Again, this is math, and because it’s a math task, it’s not well suited for large language models to handle. To the extent that they can do so, it will be of lower quality and lesser outcome than traditional machine learning or even just basic data science techniques. It’s counting.

So what? What’s the point of this, besides having some new songs to add to your own playlists? Understanding what language is and is not helps us understand what tasks a large language model and its associated software will and won’t be good at. ChatGPT cannot capably give us the top songs of the summer, even if it had current data. The same is true for the contents of your CRM, content on your blog, etc. – if you’re trying to do math on something, a language model (at least in their current incarnations today) isn’t natively best suited to handle the task.

Suppose you still wanted to use generative AI. How would you do that?
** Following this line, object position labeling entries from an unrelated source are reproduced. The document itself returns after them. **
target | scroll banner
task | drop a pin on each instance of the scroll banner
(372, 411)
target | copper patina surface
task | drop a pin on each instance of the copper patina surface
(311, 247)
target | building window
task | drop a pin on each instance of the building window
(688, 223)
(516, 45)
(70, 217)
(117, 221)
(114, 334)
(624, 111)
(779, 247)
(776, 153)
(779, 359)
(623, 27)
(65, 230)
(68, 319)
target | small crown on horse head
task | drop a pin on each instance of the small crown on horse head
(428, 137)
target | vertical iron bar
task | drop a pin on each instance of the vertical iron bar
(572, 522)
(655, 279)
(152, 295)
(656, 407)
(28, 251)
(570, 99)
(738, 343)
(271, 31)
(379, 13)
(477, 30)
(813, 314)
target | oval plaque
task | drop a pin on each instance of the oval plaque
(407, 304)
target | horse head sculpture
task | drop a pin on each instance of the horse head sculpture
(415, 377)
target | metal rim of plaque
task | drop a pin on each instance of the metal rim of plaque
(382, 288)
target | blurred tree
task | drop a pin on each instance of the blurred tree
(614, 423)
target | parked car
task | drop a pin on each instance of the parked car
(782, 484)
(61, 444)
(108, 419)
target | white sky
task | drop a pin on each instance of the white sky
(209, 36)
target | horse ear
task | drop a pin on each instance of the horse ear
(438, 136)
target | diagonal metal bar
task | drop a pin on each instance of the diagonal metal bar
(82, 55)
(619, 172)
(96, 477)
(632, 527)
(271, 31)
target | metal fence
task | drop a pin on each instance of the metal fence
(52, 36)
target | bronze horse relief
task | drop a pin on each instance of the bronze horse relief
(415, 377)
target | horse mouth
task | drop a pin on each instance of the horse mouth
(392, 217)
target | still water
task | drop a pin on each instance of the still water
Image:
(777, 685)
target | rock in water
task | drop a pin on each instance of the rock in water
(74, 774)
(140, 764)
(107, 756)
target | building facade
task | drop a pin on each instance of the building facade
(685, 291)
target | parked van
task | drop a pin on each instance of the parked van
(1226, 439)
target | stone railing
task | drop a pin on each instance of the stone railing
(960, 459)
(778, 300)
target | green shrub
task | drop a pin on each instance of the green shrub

It turns out that language models have something of a workaround: you can ask them to code. You can ask them to write Python code or R code or the coding language of your choice to accomplish the math tasks you want to do, which is what I did with the Spotify playlists. I didn’t ask ChatGPT to tell me what the top songs of 2023 are. I did ask Spotify to help me write the code necessary for downloading the data, and then to process the data into tabular format, something that you can open in spreadsheet software. Why does this work? Because coding IS language, and thus language models are good at it.

Take this lesson and apply it to all your data. If you’re using language, a language model will help. If you’re not – if you’re doing math or other non-language tasks – then a language model will not be the right tool for the job.